Dr. Pierce and her colleagues used a computer to calculate the most likely
relationships among the butterflies. They also compared the number of
mutations each species had acquired to determine how long ago they had
diverged from one another. 

There were several plausible hypotheses for how the butterflies might have
evolved. They might have evolved in the Amazon, as the rising Andes
fragments their populations. If that were true, the species would be closely
related to one another. 

But that is not what Dr. Pierce and her colleagues found. Instead, they
found that the New World species shared a common ancestor that lived about
10 million years ago. But many New World species were more closely related
to Old World butterflies than to their neighbors. Dr. Pierce and her
colleagues concluded that five waves of butterflies came from Asia to the
New World - just as Nabokov had speculated. 

"By God, he got every one right," Dr. Pierce said. "I couldn't get over it -
I was blown away." 

Dr. Pierce and her colleagues also investigated Nabokov's idea that the
butterflies had come over the Bering Strait. The land surrounding the strait
was relatively warm 10 million years ago, and has been chilling steadily
ever since. Dr.
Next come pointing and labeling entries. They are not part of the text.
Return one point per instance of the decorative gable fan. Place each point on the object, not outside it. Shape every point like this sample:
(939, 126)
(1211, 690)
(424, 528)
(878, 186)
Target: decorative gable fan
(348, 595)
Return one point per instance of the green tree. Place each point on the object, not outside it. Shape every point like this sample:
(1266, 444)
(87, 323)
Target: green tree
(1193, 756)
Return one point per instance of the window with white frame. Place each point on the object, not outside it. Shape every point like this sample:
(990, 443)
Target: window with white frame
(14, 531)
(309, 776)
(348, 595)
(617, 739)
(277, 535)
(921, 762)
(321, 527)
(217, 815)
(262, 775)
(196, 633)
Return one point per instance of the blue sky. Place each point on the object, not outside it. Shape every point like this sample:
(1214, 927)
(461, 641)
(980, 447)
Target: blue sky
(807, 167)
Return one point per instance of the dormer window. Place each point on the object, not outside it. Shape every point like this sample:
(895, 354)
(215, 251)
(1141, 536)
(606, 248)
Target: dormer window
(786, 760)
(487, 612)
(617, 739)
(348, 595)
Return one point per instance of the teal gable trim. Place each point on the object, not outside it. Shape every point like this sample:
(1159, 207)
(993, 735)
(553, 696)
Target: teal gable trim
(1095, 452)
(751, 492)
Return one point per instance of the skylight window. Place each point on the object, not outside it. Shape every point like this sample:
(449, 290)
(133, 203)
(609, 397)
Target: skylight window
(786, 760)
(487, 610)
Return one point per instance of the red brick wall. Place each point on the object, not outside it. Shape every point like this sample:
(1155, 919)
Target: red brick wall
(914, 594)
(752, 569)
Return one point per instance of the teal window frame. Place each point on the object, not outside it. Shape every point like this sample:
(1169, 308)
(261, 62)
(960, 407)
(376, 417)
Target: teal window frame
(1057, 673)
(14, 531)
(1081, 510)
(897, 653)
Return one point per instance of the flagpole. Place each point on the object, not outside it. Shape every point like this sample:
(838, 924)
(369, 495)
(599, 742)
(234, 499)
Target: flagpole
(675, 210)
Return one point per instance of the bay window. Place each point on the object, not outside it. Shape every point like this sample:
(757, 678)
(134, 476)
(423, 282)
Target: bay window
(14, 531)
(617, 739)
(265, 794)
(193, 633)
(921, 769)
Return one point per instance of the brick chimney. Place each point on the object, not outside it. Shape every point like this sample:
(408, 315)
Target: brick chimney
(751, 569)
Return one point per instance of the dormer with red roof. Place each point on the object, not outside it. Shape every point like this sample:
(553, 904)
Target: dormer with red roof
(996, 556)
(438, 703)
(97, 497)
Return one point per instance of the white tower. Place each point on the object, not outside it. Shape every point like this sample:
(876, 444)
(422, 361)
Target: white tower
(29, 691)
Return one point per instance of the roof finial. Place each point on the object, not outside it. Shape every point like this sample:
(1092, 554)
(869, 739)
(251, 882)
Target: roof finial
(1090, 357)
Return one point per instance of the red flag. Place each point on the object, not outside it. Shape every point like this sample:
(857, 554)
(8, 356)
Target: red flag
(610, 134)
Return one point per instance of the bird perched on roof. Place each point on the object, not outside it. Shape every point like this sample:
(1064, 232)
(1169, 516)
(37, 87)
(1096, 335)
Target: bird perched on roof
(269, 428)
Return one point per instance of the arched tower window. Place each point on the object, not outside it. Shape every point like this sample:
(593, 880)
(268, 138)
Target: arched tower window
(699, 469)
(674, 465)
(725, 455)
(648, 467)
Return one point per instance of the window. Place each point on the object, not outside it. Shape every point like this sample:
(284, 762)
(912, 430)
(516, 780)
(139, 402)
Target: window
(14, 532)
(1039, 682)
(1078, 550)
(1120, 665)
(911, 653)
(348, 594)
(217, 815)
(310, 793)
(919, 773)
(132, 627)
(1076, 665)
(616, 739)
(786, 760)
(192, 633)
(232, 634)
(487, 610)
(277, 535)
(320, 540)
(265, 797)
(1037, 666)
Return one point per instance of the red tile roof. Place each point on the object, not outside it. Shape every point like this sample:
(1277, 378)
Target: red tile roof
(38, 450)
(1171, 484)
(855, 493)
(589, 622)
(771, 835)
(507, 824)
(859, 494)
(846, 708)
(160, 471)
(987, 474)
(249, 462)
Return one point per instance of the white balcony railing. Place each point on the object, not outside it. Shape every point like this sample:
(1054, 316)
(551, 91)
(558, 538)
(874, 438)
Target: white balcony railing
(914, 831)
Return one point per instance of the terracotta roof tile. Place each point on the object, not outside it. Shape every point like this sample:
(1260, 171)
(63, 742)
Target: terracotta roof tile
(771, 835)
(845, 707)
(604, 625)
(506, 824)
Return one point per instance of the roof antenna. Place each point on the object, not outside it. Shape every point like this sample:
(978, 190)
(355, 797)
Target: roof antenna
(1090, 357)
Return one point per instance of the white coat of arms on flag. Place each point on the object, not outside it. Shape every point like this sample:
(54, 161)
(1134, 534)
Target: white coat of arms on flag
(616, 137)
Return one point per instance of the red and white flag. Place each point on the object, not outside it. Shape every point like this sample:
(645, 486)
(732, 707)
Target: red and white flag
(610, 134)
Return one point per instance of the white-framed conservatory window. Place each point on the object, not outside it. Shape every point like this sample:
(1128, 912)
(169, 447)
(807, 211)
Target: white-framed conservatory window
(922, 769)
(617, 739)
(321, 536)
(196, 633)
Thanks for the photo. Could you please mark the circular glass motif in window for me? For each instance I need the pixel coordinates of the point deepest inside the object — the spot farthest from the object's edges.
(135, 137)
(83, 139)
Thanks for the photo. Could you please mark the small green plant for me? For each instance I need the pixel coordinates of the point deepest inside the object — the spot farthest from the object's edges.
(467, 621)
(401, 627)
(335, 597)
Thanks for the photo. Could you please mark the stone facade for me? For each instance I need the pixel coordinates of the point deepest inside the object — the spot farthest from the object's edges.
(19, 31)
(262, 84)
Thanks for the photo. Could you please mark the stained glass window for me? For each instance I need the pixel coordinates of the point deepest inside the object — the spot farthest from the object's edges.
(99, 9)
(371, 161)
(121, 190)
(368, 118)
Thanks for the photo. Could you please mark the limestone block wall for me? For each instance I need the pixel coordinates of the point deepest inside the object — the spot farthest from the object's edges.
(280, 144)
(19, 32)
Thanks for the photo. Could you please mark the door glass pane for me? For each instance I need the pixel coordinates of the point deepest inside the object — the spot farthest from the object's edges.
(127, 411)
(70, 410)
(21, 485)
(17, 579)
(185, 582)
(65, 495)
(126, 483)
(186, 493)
Pierce and her colleagues found that the first lineage of
Polyommatus blues that made the journey could survive a temperature range
that matched the Bering climate of 10 million years ago. The lineages that
came later are more cold-hardy, each with a temperature range matching the
falling temperatures. 

Nabokov's taxonomic horseshoes turn out to belong in Nome after all. 

"What a great paper," said James Mallet, an expert on butterfly evolution at
University College London. "It's a fitting tribute to the great man to see
that the most modern methods that technology can deliver now largely support
his systematic arrangement." 

Dr. Pierce says she believes Nabokov would have been greatly pleased to be
so vindicated, and points to one of his most famous poems, "On Discovering a
Butterfly." The 1943 poem begins: 

I found it and I named it, being versed 

in taxonomic Latin; thus became 

godfather to an insect and its first 

describer - and I want no other fame. 

"He felt that his scientific work was standing for all time, and that he was
just a player in a much bigger enterprise," Dr. Pierce said. "He was not
known as a scientist, but this certainly indicates to me that he knew what
it's all about." 

This article has been revised to reflect the following correction:

Correction: January 26, 2011

An earlier version of this article misstated the year Vladimir Nabokov
immigrated to the United States. It was 1940, not 1941.

This article has been revised to reflect the following correction:

Correction: February 1, 2011

An earlier version of this article omitted the name of an author, with Kurt
Johnson, of the 2000 book "Nabokov's Blues." He is Steve Coates.